Autre témoin du travail de ce chercheur engagé, l'étonnante collection d'objets amassés au fil des ans par les chercheurs du Laboratoire de recherches médico-légales. Déposé en 1996 au Musée de la civilisation, ce fonds comporte plus de 900 objets qui racontent l'évolution de la science, de la société et de la justice québécoises pendant la première moitié du 20e siècle. On y trouve pêle-mêle : des instruments de laboratoire - dont plusieurs ont été conçus par le Dr Derome pour les besoins de son équipe; des modèles et pièces d'anatomie; des armes blanches; et toute une panoplie de pièces à conviction liées à des activités illicites «populaires» durant les années folles et la crise des années 1930 : consommation d'opium, avortement, suicide... Sans oublier des cordes de pendu, un porte-bonheur fort prisé à l'époque!

Quelque 200 documents nous rappellent également l'intense activité scientifique du Dr Derome et sa passion pour son métier. Le plus émouvant est un carnet personnel où il rassemblait des photos et annotait ses commentaires sur les causes qu'il cherchait à élucider. Une véritable oeuvre de coeur.

Cette collection nous rappelle également les causes célèbres auxquelles le Dr Derome a été assigné comme témoin expert, tantôt à titre de toxicologue, de graphologue, de photographe judiciaire ou de médecin légiste. Vulgarisateur scientifique avant l'heure, le chercheur a conçu pour les besoins de la cause maints objets de démonstrations. Par exemple, une maquette de balle grand format, avec toutes ses composantes, visait à expliquer à la cour et aux jurés les analyses effectuées dans l'affaire Delorme. D'autre causes célèbres plus récentes y sont également représentées, comme la fameuse explosion d'un avion à Sault-aux-Cochons en 1949 (l'affaire qui a inspiré Le crime d'Ovide PLouffe de Denys Arcand).

Aujourd'hui, le Laboratoire fondé par le Dr Derome a quitté le vieil édifice de la rue Saint Vincent qu'il partageait alors avec la morgue, la Sureté provinciale et la Cour du Coroner. Le nouveau Laboratoire des sciences judiciaires et de médecine légale (LSJML) occupe maintenant l'ancienne prison de Parthenais, rebaptisée en 2001 «Édifice Wilfrid Derome». Le savant en aurait été honoré, mais surtout captivé par les équipements de pointe (chromatographes, spectromètres de masse, amplificateurs d'ADN...) qu'on y trouve, et par l'armée des spécialistes qu'il emploie aujourd'hui. Mais ceux-ci doivent beaucoup à leur «père spirituel». Qu'ils soient spécialistes en fibres, pathologistes, biologistes moléculaires ou odontologistes, chacun d'eux a fait sienne sa maxime, «n'avance rien que tu ne sois capable de prouver».

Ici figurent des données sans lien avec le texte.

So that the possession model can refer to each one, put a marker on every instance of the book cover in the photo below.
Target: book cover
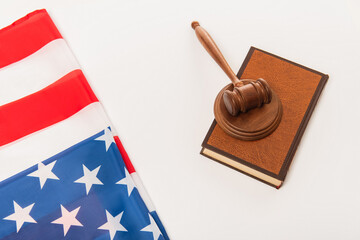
(268, 159)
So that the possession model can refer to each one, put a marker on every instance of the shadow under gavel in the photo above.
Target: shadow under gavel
(243, 97)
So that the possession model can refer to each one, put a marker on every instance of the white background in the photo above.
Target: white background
(158, 85)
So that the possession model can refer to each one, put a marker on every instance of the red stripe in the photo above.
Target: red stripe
(124, 155)
(26, 36)
(46, 107)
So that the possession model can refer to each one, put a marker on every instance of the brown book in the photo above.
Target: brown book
(268, 159)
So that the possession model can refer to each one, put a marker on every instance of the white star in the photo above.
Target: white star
(21, 215)
(113, 224)
(89, 178)
(127, 180)
(152, 227)
(68, 219)
(44, 173)
(108, 138)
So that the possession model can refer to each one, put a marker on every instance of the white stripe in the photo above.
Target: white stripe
(36, 71)
(28, 151)
(142, 191)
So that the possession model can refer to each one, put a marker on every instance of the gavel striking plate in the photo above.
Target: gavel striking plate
(245, 109)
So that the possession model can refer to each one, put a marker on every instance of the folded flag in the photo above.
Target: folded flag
(65, 173)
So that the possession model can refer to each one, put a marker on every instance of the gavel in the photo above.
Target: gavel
(243, 97)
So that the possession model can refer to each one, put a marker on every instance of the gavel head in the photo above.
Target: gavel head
(246, 97)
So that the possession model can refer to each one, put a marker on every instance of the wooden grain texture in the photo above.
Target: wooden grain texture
(298, 88)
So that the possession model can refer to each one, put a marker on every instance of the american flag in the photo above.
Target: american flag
(64, 173)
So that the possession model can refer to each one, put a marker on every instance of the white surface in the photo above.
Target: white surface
(158, 85)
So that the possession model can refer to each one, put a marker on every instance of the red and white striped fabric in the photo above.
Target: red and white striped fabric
(46, 103)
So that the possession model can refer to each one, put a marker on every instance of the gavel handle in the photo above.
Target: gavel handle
(211, 47)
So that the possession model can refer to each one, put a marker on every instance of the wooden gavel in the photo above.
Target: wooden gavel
(243, 97)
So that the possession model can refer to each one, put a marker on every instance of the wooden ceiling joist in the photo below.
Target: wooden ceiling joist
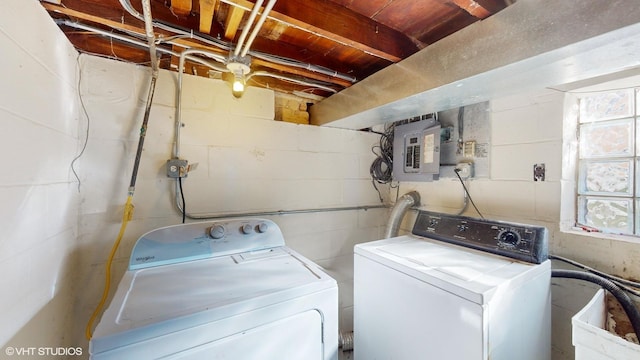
(181, 7)
(207, 9)
(188, 43)
(473, 8)
(232, 22)
(348, 28)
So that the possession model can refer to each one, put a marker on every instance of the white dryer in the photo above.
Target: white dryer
(457, 288)
(228, 289)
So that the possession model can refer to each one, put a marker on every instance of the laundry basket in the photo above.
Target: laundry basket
(592, 341)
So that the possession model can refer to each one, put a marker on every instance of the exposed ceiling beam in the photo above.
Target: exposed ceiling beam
(473, 8)
(181, 7)
(330, 20)
(232, 22)
(207, 8)
(191, 43)
(530, 45)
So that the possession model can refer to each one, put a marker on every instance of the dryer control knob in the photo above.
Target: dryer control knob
(263, 227)
(217, 231)
(246, 229)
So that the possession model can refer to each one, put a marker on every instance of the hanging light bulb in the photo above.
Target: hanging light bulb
(239, 70)
(237, 88)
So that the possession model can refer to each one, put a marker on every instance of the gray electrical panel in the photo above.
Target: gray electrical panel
(416, 151)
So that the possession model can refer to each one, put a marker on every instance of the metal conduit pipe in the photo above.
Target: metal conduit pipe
(254, 33)
(403, 204)
(269, 213)
(245, 31)
(140, 43)
(126, 5)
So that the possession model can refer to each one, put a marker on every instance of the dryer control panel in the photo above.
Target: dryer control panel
(518, 241)
(187, 242)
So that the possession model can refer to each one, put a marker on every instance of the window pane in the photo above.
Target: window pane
(606, 177)
(606, 106)
(606, 139)
(607, 214)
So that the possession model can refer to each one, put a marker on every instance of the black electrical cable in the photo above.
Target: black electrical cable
(184, 205)
(457, 171)
(630, 309)
(143, 134)
(625, 284)
(381, 168)
(86, 135)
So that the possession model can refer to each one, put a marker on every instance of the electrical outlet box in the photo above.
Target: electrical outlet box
(177, 168)
(465, 170)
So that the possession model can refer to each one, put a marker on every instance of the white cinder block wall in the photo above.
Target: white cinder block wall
(39, 198)
(527, 129)
(246, 162)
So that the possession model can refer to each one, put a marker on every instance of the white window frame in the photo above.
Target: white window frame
(569, 188)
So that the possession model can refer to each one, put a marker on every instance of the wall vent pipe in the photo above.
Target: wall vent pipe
(403, 204)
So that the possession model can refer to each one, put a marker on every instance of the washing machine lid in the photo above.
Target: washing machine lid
(154, 301)
(471, 274)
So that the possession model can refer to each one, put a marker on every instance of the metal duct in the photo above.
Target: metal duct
(528, 46)
(403, 204)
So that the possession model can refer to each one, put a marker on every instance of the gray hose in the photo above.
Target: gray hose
(403, 204)
(629, 308)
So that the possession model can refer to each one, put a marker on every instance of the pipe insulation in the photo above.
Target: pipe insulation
(625, 301)
(403, 204)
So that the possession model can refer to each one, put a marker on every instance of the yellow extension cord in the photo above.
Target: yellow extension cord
(126, 216)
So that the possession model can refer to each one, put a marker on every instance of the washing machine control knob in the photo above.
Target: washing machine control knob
(262, 227)
(246, 229)
(509, 237)
(217, 231)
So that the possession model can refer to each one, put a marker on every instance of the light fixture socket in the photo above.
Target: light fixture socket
(239, 66)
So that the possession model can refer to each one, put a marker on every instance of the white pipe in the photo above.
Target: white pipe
(151, 36)
(126, 5)
(245, 31)
(397, 213)
(256, 29)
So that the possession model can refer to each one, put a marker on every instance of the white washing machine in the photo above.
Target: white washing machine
(457, 288)
(228, 289)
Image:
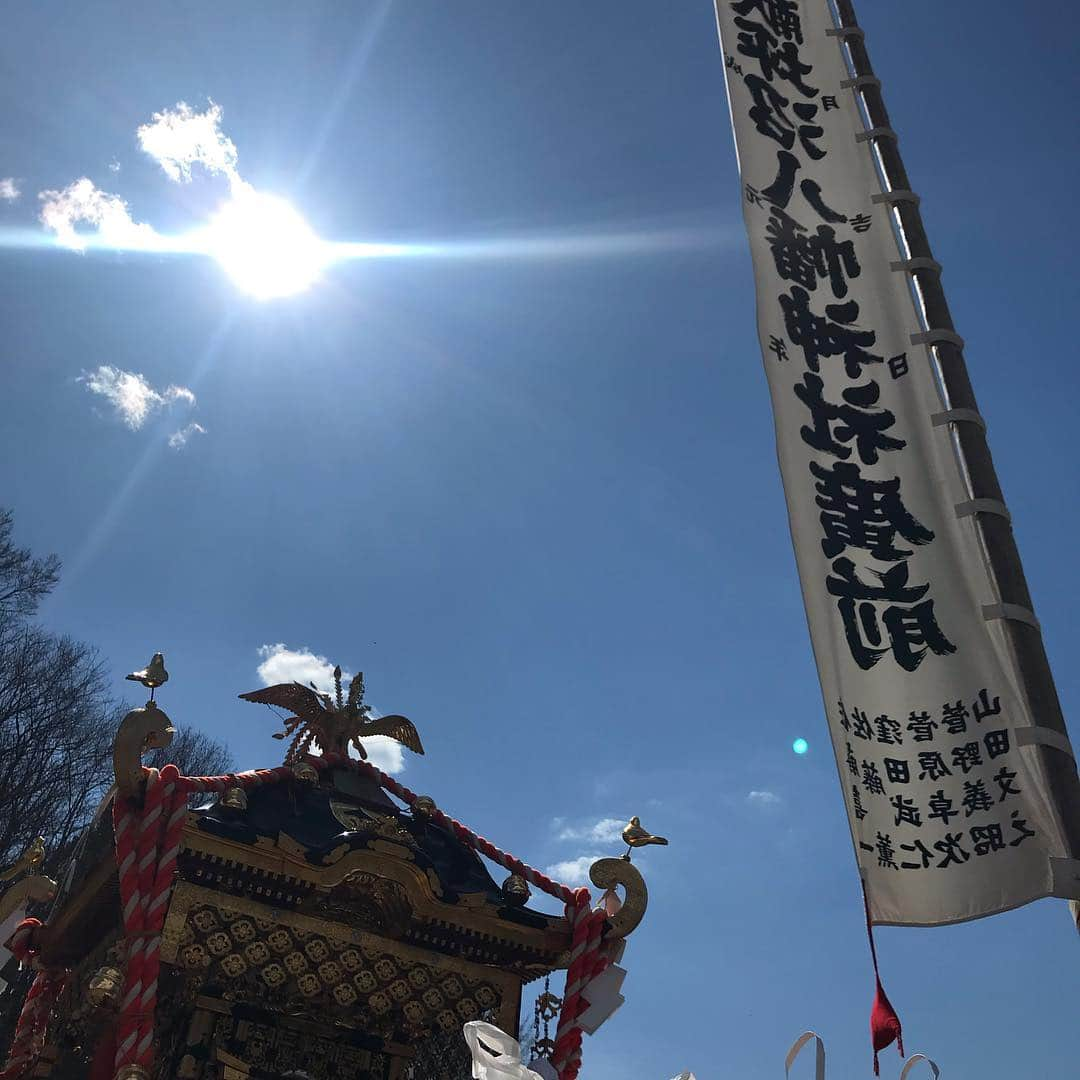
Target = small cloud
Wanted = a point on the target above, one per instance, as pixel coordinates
(386, 754)
(764, 799)
(282, 664)
(605, 831)
(179, 137)
(572, 872)
(82, 203)
(132, 395)
(179, 439)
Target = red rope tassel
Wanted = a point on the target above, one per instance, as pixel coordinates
(885, 1024)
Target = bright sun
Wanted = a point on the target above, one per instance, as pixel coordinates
(266, 246)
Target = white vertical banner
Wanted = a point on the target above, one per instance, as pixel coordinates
(947, 799)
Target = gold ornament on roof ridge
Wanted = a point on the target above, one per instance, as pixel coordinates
(335, 721)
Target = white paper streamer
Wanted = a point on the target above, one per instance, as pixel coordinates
(819, 1056)
(914, 1060)
(504, 1063)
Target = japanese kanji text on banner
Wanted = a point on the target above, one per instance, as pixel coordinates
(946, 796)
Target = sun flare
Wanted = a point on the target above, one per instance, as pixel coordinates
(266, 246)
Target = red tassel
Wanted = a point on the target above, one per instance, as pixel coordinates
(885, 1026)
(885, 1023)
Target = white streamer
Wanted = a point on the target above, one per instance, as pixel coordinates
(819, 1057)
(502, 1061)
(914, 1060)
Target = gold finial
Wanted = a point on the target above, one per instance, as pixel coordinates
(234, 798)
(27, 862)
(306, 772)
(151, 676)
(336, 721)
(105, 987)
(623, 916)
(142, 729)
(635, 836)
(132, 1072)
(516, 890)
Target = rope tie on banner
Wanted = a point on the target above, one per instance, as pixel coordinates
(877, 133)
(973, 507)
(860, 81)
(885, 1024)
(919, 262)
(30, 1027)
(893, 196)
(940, 336)
(846, 31)
(958, 416)
(1015, 612)
(148, 844)
(819, 1068)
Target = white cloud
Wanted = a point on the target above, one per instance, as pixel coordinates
(179, 439)
(605, 831)
(179, 137)
(81, 203)
(132, 395)
(764, 799)
(572, 872)
(386, 754)
(282, 664)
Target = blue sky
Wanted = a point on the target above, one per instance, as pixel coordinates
(525, 480)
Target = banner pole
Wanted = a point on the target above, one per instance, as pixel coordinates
(1002, 556)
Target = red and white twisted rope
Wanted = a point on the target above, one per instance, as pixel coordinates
(32, 1022)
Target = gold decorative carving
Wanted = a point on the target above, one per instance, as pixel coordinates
(335, 725)
(607, 874)
(105, 987)
(142, 729)
(420, 886)
(335, 967)
(234, 798)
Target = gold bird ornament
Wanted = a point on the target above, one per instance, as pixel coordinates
(635, 836)
(151, 676)
(334, 721)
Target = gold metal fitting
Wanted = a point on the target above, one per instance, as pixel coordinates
(516, 890)
(306, 772)
(132, 1072)
(105, 987)
(234, 798)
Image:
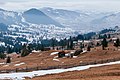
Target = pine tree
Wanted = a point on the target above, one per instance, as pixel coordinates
(117, 43)
(24, 51)
(104, 43)
(8, 60)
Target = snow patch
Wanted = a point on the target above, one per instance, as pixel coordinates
(56, 60)
(19, 64)
(53, 53)
(21, 75)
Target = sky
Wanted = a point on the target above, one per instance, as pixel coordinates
(96, 5)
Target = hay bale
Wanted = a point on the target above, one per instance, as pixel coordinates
(61, 54)
(77, 52)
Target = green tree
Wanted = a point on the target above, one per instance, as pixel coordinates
(104, 43)
(117, 43)
(24, 51)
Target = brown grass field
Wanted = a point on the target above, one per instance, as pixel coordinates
(96, 55)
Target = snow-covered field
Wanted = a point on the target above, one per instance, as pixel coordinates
(22, 75)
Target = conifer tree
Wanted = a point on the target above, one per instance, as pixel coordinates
(104, 43)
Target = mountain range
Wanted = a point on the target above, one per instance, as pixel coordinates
(47, 23)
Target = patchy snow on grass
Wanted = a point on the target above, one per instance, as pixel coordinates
(74, 56)
(21, 75)
(56, 60)
(19, 64)
(84, 51)
(2, 63)
(53, 53)
(36, 51)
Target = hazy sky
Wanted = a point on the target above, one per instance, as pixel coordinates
(99, 5)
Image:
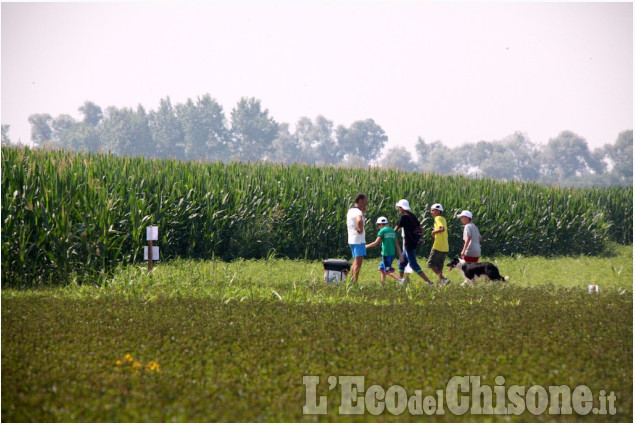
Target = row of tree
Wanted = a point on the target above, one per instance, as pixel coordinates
(200, 130)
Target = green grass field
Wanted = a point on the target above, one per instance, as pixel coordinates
(214, 341)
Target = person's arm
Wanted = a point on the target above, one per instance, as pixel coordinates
(360, 224)
(398, 247)
(441, 229)
(468, 239)
(372, 244)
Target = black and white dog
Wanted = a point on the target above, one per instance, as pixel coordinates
(471, 271)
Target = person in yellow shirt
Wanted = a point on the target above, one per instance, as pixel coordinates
(441, 245)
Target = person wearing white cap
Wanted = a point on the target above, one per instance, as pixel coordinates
(387, 237)
(408, 224)
(441, 246)
(357, 234)
(472, 247)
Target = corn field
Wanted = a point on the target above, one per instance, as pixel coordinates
(70, 214)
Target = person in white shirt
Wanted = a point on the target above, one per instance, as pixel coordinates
(357, 234)
(472, 247)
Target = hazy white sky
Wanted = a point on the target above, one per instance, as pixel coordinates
(455, 72)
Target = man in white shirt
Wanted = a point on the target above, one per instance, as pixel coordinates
(357, 234)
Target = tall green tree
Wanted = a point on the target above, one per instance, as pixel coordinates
(252, 130)
(285, 146)
(41, 131)
(317, 141)
(620, 159)
(400, 159)
(60, 124)
(436, 157)
(363, 139)
(566, 156)
(204, 129)
(127, 132)
(6, 140)
(167, 131)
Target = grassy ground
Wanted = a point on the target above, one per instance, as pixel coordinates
(211, 341)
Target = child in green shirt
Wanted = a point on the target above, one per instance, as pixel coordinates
(389, 247)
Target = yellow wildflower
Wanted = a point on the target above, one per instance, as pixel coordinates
(153, 366)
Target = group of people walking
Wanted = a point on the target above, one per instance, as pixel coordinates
(412, 235)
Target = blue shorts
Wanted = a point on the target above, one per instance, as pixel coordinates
(358, 249)
(386, 263)
(411, 260)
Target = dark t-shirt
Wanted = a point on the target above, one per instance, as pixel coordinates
(409, 223)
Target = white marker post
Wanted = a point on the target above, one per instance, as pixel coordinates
(152, 234)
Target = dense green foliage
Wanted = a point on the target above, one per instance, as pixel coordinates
(197, 341)
(65, 213)
(200, 130)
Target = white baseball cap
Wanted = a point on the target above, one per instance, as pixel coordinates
(403, 204)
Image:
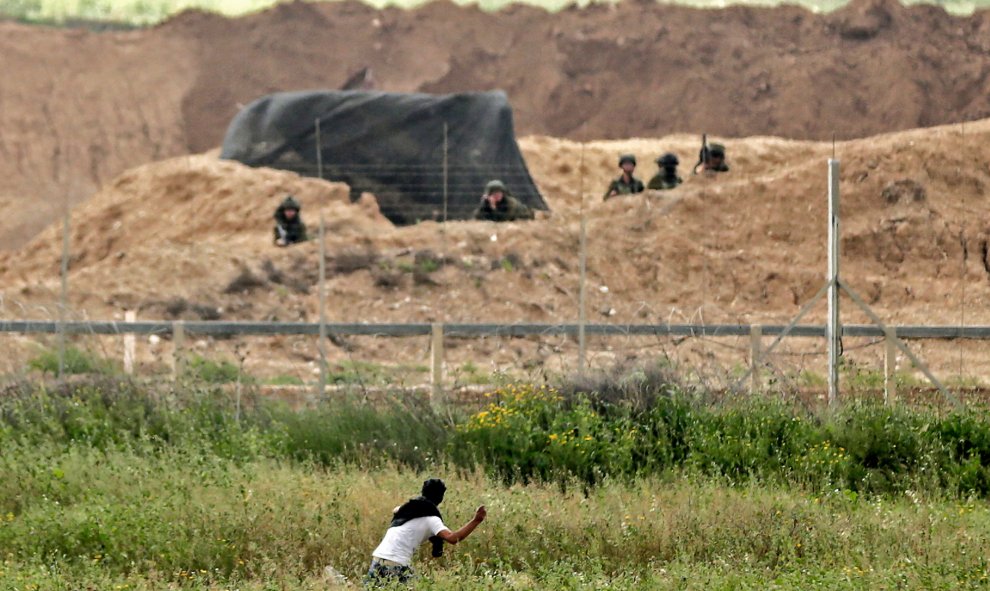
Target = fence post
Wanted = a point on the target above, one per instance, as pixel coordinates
(582, 274)
(833, 330)
(321, 387)
(63, 303)
(178, 349)
(436, 362)
(755, 355)
(129, 342)
(889, 364)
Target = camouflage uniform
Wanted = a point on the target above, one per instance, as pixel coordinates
(661, 182)
(667, 177)
(717, 150)
(291, 231)
(621, 186)
(507, 210)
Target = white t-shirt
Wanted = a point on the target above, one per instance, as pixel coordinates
(400, 543)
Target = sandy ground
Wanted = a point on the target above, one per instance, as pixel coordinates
(190, 237)
(78, 108)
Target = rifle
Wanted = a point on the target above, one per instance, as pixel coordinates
(703, 156)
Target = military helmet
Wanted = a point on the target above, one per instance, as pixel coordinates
(495, 185)
(290, 203)
(668, 160)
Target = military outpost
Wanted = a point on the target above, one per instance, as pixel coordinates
(504, 295)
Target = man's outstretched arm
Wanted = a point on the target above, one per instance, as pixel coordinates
(452, 537)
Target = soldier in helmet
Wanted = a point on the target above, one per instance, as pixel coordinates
(626, 183)
(715, 162)
(498, 205)
(667, 177)
(289, 227)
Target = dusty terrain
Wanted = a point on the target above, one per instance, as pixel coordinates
(190, 237)
(78, 108)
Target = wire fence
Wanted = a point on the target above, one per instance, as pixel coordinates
(506, 312)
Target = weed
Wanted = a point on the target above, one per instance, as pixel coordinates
(76, 361)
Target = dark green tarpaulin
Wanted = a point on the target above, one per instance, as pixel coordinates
(390, 145)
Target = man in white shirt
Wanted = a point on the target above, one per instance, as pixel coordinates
(412, 524)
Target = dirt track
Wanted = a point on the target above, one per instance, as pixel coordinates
(78, 108)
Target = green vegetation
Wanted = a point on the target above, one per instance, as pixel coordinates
(76, 362)
(209, 371)
(140, 12)
(105, 485)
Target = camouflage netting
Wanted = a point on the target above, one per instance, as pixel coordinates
(390, 145)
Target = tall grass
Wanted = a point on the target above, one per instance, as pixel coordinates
(528, 433)
(107, 485)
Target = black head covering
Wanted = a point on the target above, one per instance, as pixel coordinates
(422, 506)
(433, 490)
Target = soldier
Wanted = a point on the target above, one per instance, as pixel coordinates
(626, 184)
(716, 159)
(498, 205)
(289, 227)
(667, 177)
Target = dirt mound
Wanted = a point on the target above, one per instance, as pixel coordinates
(81, 107)
(190, 238)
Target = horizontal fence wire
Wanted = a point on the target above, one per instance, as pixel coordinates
(480, 330)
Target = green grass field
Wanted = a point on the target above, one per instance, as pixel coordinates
(139, 12)
(108, 485)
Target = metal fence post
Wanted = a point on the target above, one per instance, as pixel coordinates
(889, 365)
(178, 349)
(833, 329)
(755, 358)
(129, 343)
(321, 387)
(436, 362)
(582, 274)
(63, 305)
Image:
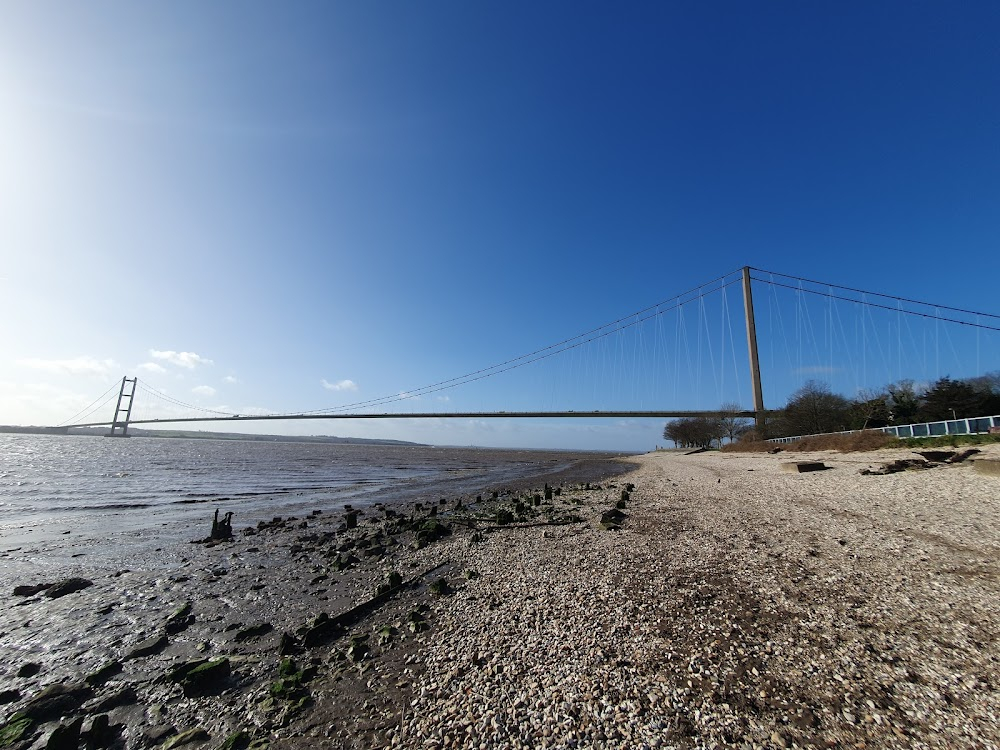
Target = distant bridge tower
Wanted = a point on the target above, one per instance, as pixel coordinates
(758, 395)
(126, 408)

Plusieurs éléments de la collection du Laboratoire de recherche médico-légales seront prochainement présentés et interprétés dans le cadre d'une exposition sur les sciences judiciaires, réalisée par le Centre des sciences de Montréal et co-produite avec le Musée de la civilisation et le Musée des sciences et de la technologie du Canada. Présentée à compter de l'automne 2004, cette exposition contribuera, espérons-le, à rendre la place que mérite Wilfrid Derome au Panthéon des pionniers de la science québécoise.